We have had occasion heretofore, in Columbia Bank v. Jacobs, 10 Mich. R., 349; Millar v. Babcock, 25 Mich. R., 137; and Campau v. Barnard, 25 Mich. R., 381, to call attention to the position of execution purchasers as against other persons protected by the registry laws. We have found no statute then in force which makes a certificate on a sheriff’s sale notice to affect such a mortgagee at the time of this foreclosure. The finding does not show whether or not any notice of the levy was filed, so that the effect of such a notice is not^ before us. There was nothing, then, which the complainant in the foreclosure suit could have been legally compelled to act upon, in regard to the execution proceedings, and he was not bound to make the purchaser a party, and the foreclosure was, for any thing appearing in this record, a complete bar to all persons interested in the equity of redemption. The burden of proof was on the plaintiff, and he has shown nothing to invalidate it.

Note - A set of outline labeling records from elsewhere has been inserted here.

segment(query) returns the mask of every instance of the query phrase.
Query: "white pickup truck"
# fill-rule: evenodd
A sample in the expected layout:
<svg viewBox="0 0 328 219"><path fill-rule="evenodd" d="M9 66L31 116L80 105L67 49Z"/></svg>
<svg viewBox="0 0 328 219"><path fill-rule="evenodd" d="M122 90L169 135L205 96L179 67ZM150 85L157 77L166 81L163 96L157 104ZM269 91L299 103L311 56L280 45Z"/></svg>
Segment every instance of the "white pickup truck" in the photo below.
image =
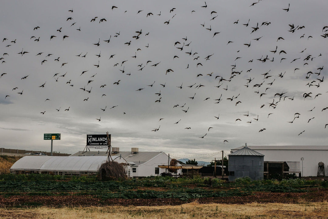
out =
<svg viewBox="0 0 328 219"><path fill-rule="evenodd" d="M46 156L47 155L44 154L44 153L41 153L39 152L37 152L36 153L34 153L34 154L35 155L38 155L40 156Z"/></svg>

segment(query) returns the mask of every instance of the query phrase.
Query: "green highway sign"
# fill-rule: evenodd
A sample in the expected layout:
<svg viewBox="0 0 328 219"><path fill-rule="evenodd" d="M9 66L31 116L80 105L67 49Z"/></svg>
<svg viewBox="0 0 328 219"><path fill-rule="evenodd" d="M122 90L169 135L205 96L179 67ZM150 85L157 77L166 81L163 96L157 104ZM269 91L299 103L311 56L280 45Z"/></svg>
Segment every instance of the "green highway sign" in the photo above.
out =
<svg viewBox="0 0 328 219"><path fill-rule="evenodd" d="M43 134L44 140L60 140L60 133Z"/></svg>

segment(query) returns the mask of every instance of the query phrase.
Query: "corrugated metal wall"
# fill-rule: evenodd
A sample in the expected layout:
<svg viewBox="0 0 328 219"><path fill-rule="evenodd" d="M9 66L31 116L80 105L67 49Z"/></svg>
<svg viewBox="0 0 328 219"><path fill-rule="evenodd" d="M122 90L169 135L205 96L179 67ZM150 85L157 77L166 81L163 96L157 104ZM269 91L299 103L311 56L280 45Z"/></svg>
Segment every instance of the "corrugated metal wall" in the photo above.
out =
<svg viewBox="0 0 328 219"><path fill-rule="evenodd" d="M229 181L245 176L249 176L254 180L262 180L264 165L263 156L229 156L229 171L233 171L234 174L234 176L229 176Z"/></svg>

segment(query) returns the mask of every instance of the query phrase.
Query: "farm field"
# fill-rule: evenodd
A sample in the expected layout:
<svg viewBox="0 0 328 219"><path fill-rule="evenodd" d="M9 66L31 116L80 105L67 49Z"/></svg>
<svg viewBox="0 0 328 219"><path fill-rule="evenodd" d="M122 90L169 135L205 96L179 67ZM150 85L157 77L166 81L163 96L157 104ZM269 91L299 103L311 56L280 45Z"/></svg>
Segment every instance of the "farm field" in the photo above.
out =
<svg viewBox="0 0 328 219"><path fill-rule="evenodd" d="M179 206L1 208L1 218L327 218L328 203L256 202L243 205L200 204Z"/></svg>
<svg viewBox="0 0 328 219"><path fill-rule="evenodd" d="M0 218L325 218L328 182L0 175Z"/></svg>

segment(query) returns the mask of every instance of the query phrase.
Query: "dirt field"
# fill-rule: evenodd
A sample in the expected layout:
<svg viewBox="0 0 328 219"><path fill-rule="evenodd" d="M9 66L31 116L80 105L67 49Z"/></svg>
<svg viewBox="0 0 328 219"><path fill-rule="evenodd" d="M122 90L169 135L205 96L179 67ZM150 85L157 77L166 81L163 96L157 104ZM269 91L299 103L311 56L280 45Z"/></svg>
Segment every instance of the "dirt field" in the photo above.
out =
<svg viewBox="0 0 328 219"><path fill-rule="evenodd" d="M1 218L327 218L328 203L243 205L199 204L180 206L1 208Z"/></svg>

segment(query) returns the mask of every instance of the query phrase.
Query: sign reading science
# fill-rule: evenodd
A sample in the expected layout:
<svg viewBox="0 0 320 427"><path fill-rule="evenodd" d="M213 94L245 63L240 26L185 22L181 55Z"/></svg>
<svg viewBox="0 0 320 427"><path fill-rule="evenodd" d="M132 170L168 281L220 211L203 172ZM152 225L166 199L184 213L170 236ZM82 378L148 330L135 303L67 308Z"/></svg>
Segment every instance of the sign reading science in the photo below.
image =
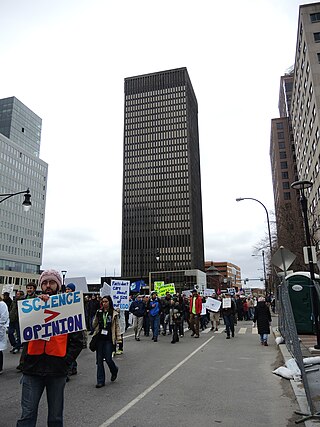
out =
<svg viewBox="0 0 320 427"><path fill-rule="evenodd" d="M49 340L55 335L85 329L83 294L81 291L18 301L22 342Z"/></svg>

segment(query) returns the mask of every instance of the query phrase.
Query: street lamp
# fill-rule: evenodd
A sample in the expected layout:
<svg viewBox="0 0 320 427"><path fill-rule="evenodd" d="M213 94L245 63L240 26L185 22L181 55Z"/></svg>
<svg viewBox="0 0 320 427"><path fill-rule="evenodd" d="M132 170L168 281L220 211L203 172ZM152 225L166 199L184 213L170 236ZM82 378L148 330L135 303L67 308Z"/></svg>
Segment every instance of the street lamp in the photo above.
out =
<svg viewBox="0 0 320 427"><path fill-rule="evenodd" d="M307 253L308 253L308 264L310 271L310 279L312 282L312 306L313 306L313 317L314 317L314 326L317 335L317 344L314 346L316 349L320 349L320 330L319 330L319 306L318 306L318 294L316 287L314 285L315 275L314 275L314 264L312 259L312 249L311 249L311 237L310 237L310 229L309 229L309 221L308 221L308 203L304 190L307 188L311 188L313 183L311 181L302 180L302 181L294 181L291 184L291 188L295 190L299 190L300 192L300 203L301 209L303 213L304 220L304 231L306 234L306 244L307 244Z"/></svg>
<svg viewBox="0 0 320 427"><path fill-rule="evenodd" d="M22 206L23 206L23 210L24 210L25 212L28 212L28 210L29 210L29 209L30 209L30 207L31 207L31 201L30 201L30 199L31 199L31 194L30 194L30 190L29 190L29 188L28 188L27 190L25 190L25 191L18 191L17 193L5 193L5 194L0 194L0 197L3 197L3 198L0 200L0 203L4 202L5 200L10 199L10 197L17 196L18 194L24 194L24 200L23 200L23 202L22 202Z"/></svg>
<svg viewBox="0 0 320 427"><path fill-rule="evenodd" d="M66 278L67 270L61 270L61 274L62 274L61 292L64 293L66 291L65 278Z"/></svg>
<svg viewBox="0 0 320 427"><path fill-rule="evenodd" d="M271 239L271 230L270 230L270 220L269 220L269 213L268 213L268 209L265 207L265 205L260 202L260 200L258 199L254 199L253 197L238 197L236 199L237 202L241 202L242 200L254 200L255 202L260 203L260 205L263 207L263 209L266 212L267 215L267 224L268 224L268 235L269 235L269 247L270 247L270 257L272 257L272 239ZM267 289L266 289L267 291Z"/></svg>

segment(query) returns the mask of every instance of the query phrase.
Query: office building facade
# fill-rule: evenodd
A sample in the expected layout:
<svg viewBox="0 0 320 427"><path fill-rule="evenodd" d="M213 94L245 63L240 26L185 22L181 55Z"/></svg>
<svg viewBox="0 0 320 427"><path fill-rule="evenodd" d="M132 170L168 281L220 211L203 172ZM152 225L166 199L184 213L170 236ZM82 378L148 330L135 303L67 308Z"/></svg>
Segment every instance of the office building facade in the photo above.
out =
<svg viewBox="0 0 320 427"><path fill-rule="evenodd" d="M311 234L320 240L320 3L300 6L294 63L291 120L299 180L306 190ZM296 195L299 198L299 193ZM319 256L318 256L319 257Z"/></svg>
<svg viewBox="0 0 320 427"><path fill-rule="evenodd" d="M203 270L198 106L187 69L124 86L122 277Z"/></svg>
<svg viewBox="0 0 320 427"><path fill-rule="evenodd" d="M277 247L283 246L296 255L290 269L306 269L303 259L304 228L296 190L298 180L294 138L291 124L293 70L280 78L280 117L271 120L270 161L274 194Z"/></svg>
<svg viewBox="0 0 320 427"><path fill-rule="evenodd" d="M30 189L0 203L0 285L36 280L42 263L48 165L39 158L41 119L17 98L0 100L0 193ZM2 200L3 197L0 197Z"/></svg>

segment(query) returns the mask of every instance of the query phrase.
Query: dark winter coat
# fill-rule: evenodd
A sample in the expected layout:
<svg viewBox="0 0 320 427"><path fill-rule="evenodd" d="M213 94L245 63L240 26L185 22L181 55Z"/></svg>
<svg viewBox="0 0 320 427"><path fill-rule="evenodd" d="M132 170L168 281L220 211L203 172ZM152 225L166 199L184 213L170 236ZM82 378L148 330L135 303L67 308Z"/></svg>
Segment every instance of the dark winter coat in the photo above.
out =
<svg viewBox="0 0 320 427"><path fill-rule="evenodd" d="M258 334L270 334L271 313L265 301L258 302L253 321L257 322Z"/></svg>

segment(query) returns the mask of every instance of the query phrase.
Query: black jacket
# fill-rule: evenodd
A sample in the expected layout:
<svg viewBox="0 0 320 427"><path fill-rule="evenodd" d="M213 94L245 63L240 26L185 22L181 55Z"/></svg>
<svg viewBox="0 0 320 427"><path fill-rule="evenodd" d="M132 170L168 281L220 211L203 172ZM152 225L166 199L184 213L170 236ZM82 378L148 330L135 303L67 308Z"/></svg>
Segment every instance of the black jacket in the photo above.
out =
<svg viewBox="0 0 320 427"><path fill-rule="evenodd" d="M257 322L258 334L270 334L271 313L265 301L258 302L253 321Z"/></svg>

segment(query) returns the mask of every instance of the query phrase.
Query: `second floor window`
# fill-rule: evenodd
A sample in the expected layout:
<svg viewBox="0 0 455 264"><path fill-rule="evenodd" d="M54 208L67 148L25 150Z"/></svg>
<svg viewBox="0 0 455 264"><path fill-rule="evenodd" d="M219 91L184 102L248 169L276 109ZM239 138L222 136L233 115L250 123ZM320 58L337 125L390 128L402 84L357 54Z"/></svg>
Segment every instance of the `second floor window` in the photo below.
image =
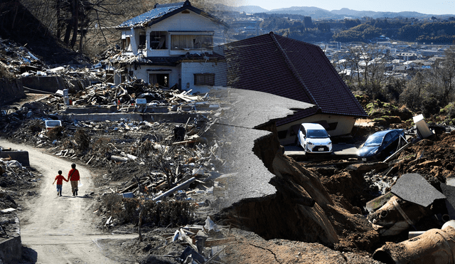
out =
<svg viewBox="0 0 455 264"><path fill-rule="evenodd" d="M172 35L171 43L173 50L211 49L213 44L213 37L208 35Z"/></svg>
<svg viewBox="0 0 455 264"><path fill-rule="evenodd" d="M129 37L127 37L122 40L122 50L123 51L132 51L131 48L131 39Z"/></svg>
<svg viewBox="0 0 455 264"><path fill-rule="evenodd" d="M138 46L139 49L144 49L145 48L145 31L139 32L139 45Z"/></svg>

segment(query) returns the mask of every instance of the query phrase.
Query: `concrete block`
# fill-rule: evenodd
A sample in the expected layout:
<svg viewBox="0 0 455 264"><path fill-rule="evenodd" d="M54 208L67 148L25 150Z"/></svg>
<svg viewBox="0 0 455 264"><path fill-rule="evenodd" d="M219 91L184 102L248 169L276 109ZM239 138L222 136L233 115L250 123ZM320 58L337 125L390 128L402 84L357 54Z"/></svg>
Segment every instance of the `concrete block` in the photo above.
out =
<svg viewBox="0 0 455 264"><path fill-rule="evenodd" d="M402 199L427 207L436 199L446 196L418 174L403 174L397 180L390 191Z"/></svg>

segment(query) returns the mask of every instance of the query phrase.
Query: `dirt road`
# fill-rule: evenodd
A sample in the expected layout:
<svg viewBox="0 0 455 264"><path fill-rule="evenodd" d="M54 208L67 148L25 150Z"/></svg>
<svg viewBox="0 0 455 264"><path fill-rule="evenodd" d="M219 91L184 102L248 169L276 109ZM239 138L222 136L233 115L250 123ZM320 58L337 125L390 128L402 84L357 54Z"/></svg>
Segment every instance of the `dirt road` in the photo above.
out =
<svg viewBox="0 0 455 264"><path fill-rule="evenodd" d="M94 191L90 171L77 165L81 175L78 196L63 181L62 196L52 185L58 170L68 176L71 162L43 153L39 149L18 145L0 139L0 146L28 152L31 167L43 174L37 197L23 204L19 214L22 244L31 248L36 263L119 263L124 255L112 253L102 243L105 239L133 238L137 235L105 235L95 228L92 206L95 201L86 194ZM77 164L77 161L75 161ZM109 258L105 255L109 255Z"/></svg>

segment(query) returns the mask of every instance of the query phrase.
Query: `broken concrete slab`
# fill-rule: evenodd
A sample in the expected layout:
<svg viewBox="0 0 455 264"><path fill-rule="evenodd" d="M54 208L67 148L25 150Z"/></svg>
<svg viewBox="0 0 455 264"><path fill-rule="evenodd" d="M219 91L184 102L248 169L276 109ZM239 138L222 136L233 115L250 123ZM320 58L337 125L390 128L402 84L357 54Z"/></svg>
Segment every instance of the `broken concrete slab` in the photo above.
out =
<svg viewBox="0 0 455 264"><path fill-rule="evenodd" d="M392 196L393 196L393 194L389 191L368 201L365 207L368 211L372 212L385 204Z"/></svg>
<svg viewBox="0 0 455 264"><path fill-rule="evenodd" d="M441 183L441 190L446 196L446 207L451 219L455 219L455 187Z"/></svg>
<svg viewBox="0 0 455 264"><path fill-rule="evenodd" d="M1 146L0 146L0 158L11 158L11 160L18 161L22 166L30 166L28 152L21 150L4 151L1 150Z"/></svg>
<svg viewBox="0 0 455 264"><path fill-rule="evenodd" d="M314 105L262 92L227 89L220 93L223 93L221 98L232 103L228 118L212 126L215 134L223 135L231 142L230 147L223 150L230 176L223 179L223 191L214 191L220 198L218 206L223 208L242 199L276 193L275 187L269 183L274 174L264 166L272 164L274 153L255 153L255 142L259 139L274 136L259 127L265 129L267 124L292 114L291 109L306 109ZM278 149L278 147L270 146L270 149Z"/></svg>
<svg viewBox="0 0 455 264"><path fill-rule="evenodd" d="M405 201L408 201L427 207L436 199L446 199L446 196L433 187L418 174L403 174L392 186L392 193Z"/></svg>
<svg viewBox="0 0 455 264"><path fill-rule="evenodd" d="M433 134L433 132L428 128L423 115L419 115L412 117L414 123L417 128L417 134L424 139L429 137Z"/></svg>
<svg viewBox="0 0 455 264"><path fill-rule="evenodd" d="M370 171L373 169L384 169L389 167L389 164L385 162L372 162L372 163L357 163L350 164L348 167L348 169L358 171L359 172Z"/></svg>

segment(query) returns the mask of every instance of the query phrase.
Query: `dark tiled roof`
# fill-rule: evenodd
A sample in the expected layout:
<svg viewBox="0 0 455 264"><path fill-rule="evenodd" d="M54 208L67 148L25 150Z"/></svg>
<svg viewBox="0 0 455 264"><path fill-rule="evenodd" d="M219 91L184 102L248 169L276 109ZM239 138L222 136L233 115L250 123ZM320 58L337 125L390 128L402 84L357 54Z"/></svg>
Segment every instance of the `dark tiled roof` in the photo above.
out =
<svg viewBox="0 0 455 264"><path fill-rule="evenodd" d="M196 14L206 16L216 23L224 24L218 19L209 14L191 6L190 1L187 0L184 2L179 3L156 4L153 9L122 23L120 25L117 26L117 28L122 28L150 26L154 23L158 23L166 18L181 12L186 9L191 10ZM227 26L226 24L224 25Z"/></svg>
<svg viewBox="0 0 455 264"><path fill-rule="evenodd" d="M321 48L273 33L226 44L230 86L316 105L286 122L316 112L367 116Z"/></svg>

The other important questions suggested by the assignments of error are all rendered immaterial by this fatal defect in the finding, and we need not consider them.

In the absence of any bill of exceptions we have no means of knowing whether the special findings asked for, and some of which are claimed to have been omitted by the judge, were properly requested. Under the facts found they could not have affected the result in any way.

The judgment must be affirmed, with costs.

Graves and Cooley, JJ., concurred. Ohristiancy, Oh. J., did not sit in this case.